Three days ago, gossip website TMZ released a recording of Donald Sterling, owner of the Los Angeles Clippers basketball team, making derogatory comments about black people to his former girlfriend. These included Sterling’s requests that she not bring black people to Clippers games, or post photos of herself with black people on Instagram. Immediately, the revelation caused an uproar, and players and fans denounced Sterling and called for his removal. Even US President Barack Obama found time during his tour of Asia to express his displeasure. The media response was especially enraged and zealous. As the National Basketball Association (NBA) legend Kareem Abdul-Jabbar put it, the media ‘put his head on a pike, dubbed him Lord of the Flies, and danced around him wooping’.
Now, just a few days later, Adam Silver, the commissioner of the NBA, has fined 80-year-old Sterling $2.5million, banned him from the league for life, and called on the other team owners to force Sterling to sell the team. As the New York Times noted, the NBA’s ousting of Sterling is ‘a rare, if not unprecedented, move for a North American professional sports league — made even more unusual by the fact that the NBA is punishing Mr Sterling for comments he made in a private conversation’.

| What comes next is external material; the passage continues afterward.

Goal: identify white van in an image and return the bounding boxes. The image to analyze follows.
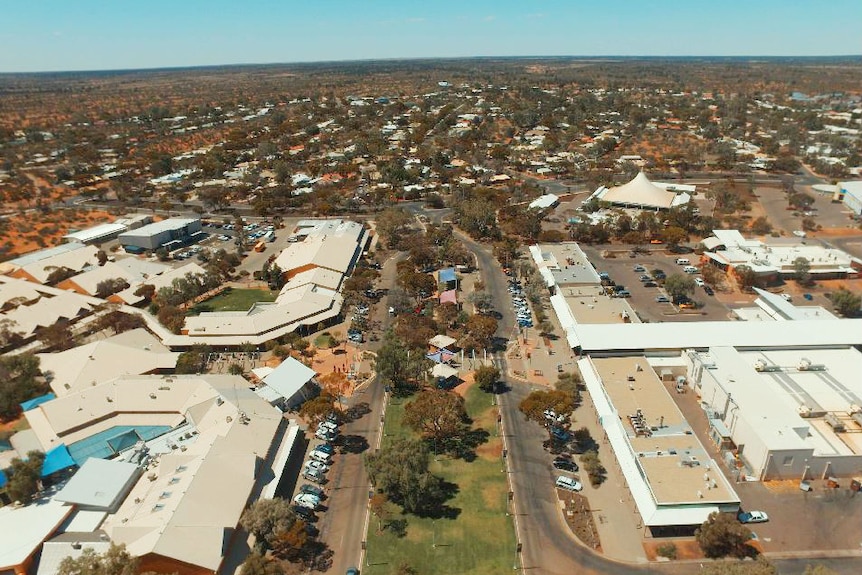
[675,258,690,265]
[683,265,699,274]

The reaction to the NBA’s move to banish Sterling has been overwhelmingly positive. The league’s best player, LeBron James, tweeted: ‘Commissioner Silver thank you for protecting our beautiful and powerful league!! Great leader!!’ Indeed, the broader reaction was almost giddy and celebratory. USA Today sportswriter Christine Brennan gushed: ‘Isn’t it wonderful to see a twenty-first-century commissioner throw the book at someone who deserves it?’
Like most people, I found Sterling’s remarks to be crude, prejudiced and repugnant. But the mob overreaction, demanding not just punishment for Sterling but his removal from the league, is very disturbing for free speech and social tolerance.